Cole Cioran, managing partner of the Canadian Public Sector at Info-Tech Research Group, added the implications of this will likely go far beyond the courts.

“Anthropic’s challenge to the Pentagon’s supply-chain risk label is more than a legal dispute. It’s a shot that will echo around the world for as long as this is before the courts,” Cioran said. “The debate over how democratic nations will govern AI in the context of sovereignty, security, and ethics has needed a challenge like this to drive clearer standards.”

He pointed out that for countries like Canada, where digital sovereignty and responsible AI “sit at the center of national strategy,” this case becomes “a litmus test for principled leadership.” Anthropic CEO Dario Amodei’s decision to stand firm shows that Anthropic is prepared to defend its principles publicly, despite “an unprecedented national security designation” that could materially restrict its access to US defense markets.

Cioran suggested that this will eventually be a good thing for Anthropic.

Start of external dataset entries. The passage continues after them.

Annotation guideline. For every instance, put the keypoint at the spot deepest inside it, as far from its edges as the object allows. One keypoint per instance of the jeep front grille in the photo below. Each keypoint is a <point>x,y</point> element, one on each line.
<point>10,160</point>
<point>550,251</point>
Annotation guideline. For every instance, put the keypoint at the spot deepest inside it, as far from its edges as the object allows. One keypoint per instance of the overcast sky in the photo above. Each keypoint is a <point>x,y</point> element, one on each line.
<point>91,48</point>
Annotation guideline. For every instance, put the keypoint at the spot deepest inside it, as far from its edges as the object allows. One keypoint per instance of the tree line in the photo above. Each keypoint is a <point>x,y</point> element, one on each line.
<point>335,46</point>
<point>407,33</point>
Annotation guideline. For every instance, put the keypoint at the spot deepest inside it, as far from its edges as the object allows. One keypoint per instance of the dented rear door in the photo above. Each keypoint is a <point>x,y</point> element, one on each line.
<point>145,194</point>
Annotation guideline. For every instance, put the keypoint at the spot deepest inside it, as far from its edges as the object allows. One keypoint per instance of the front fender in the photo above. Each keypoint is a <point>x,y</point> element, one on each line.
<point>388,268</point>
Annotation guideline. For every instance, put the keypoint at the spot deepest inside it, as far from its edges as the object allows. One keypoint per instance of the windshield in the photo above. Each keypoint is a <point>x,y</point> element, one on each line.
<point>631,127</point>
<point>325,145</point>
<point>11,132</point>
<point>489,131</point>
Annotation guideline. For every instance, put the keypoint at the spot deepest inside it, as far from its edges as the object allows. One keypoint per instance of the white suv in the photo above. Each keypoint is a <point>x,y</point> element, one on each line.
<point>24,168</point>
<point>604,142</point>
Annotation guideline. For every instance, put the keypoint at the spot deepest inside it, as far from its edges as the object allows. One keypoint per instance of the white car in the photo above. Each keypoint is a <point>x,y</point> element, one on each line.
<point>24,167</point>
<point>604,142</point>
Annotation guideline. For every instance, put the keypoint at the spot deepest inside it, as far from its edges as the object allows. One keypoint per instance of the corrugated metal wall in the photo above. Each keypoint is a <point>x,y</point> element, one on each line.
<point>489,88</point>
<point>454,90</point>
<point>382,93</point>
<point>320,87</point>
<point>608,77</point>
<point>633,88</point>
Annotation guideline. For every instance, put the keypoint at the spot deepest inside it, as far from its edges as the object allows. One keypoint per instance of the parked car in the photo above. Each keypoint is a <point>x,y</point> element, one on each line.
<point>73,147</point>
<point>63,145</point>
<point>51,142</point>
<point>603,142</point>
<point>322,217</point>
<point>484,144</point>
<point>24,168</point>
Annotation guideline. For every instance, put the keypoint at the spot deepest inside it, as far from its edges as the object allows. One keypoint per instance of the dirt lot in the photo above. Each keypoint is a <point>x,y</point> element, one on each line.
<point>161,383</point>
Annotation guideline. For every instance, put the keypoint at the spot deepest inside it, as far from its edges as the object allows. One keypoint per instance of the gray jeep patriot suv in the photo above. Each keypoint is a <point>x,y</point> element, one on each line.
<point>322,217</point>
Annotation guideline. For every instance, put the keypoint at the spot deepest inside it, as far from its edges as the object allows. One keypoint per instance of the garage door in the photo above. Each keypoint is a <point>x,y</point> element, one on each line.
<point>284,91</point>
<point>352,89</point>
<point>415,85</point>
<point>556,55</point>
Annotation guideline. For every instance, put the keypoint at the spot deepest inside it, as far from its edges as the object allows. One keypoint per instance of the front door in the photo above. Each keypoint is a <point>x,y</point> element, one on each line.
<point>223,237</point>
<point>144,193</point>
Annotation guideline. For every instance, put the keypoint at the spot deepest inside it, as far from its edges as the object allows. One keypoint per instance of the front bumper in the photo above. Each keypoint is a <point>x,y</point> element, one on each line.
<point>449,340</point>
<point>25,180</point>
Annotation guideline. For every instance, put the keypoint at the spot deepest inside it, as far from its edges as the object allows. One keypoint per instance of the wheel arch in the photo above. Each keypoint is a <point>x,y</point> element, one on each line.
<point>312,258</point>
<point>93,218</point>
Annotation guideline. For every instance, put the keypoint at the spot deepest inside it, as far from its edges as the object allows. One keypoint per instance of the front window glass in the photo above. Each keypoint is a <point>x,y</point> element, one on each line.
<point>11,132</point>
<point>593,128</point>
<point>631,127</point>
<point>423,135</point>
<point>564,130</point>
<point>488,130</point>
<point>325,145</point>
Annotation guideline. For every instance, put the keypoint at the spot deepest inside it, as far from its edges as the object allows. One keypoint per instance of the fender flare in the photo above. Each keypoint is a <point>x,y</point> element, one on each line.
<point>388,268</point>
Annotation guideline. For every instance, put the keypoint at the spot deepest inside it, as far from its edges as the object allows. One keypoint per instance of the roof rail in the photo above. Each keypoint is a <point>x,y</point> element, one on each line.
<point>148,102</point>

“As the proceedings drag on, as they inevitably will, time becomes an asset for Anthropic rather than a liability. In geopolitics, the clock beats the gavel, just as the US vs Microsoft case transformed the company from an aggressive monopoly into a trusted partner. My prediction is that the longer this case runs, the more it will define what credibility looks like for AI vendors on the global stage,” Cioran said.

“This resilience will resonate with governments that require vendors to demonstrate their adherence to core values such as inclusive development practices, environmental protection, and ethical AI governance. However, before Amodei’s stand, vendors largely relied on asserting their own ethical standing,” he said. “Now that Anthropic has taken a stand, evaluators will know what evidence looks like.”

However, Acceligence CIO Yuri Goryunov said one interpretation of the government’s position is that its resistance to Anthropic is because it doesn’t want to risk an AI system interfering with or second-guessing military personnel. But, he noted, if that was truly the concern, it would likely mean a ban of all vendors selling agentic or generative AI systems, because that risk exists for all.

“We are entering uncharted territory here, and this situation requires careful legal and technical assessment. Ultimately, this is about control—who possesses it, and how they exercise it. If a technology is designated a supply chain risk to national security because it is not aligned with US military objectives, several risks emerge,” Goryunov said. “The system might arbitrarily decide to disclose sensitive payment information to the public or an adversary if it determines that such an action would lead to a morally better outcome.”

Nonetheless, the Trump administration’s anti-regulatory advocates need to be consistent, said cybersecurity consultant Brian Levine, executive director of FormerGov, and a former federal prosecutor.

“We can’t have it both ways. If we don’t want heavy‑handed government regulation, then we need to support responsible self‑regulation. Otherwise, we’re sleepwalking into a technological dystopia of our own making,” Levine said. “For organizations, embedding safety constraints isn’t just the ethical choice—it’s the smart economic one. CIOs and CISOs should prioritize vendors that are willing to self‑regulate and they should also maintain backup providers in case sudden or arbitrary government actions disrupt access to their preferred AI platforms.”

And, Levine said, from a purely legal perspective, the government’s position doesn’t make much sense. The fact that Anthropic couldn’t agree to all of the contractual terms “in no way makes them a supply chain or national security risk.”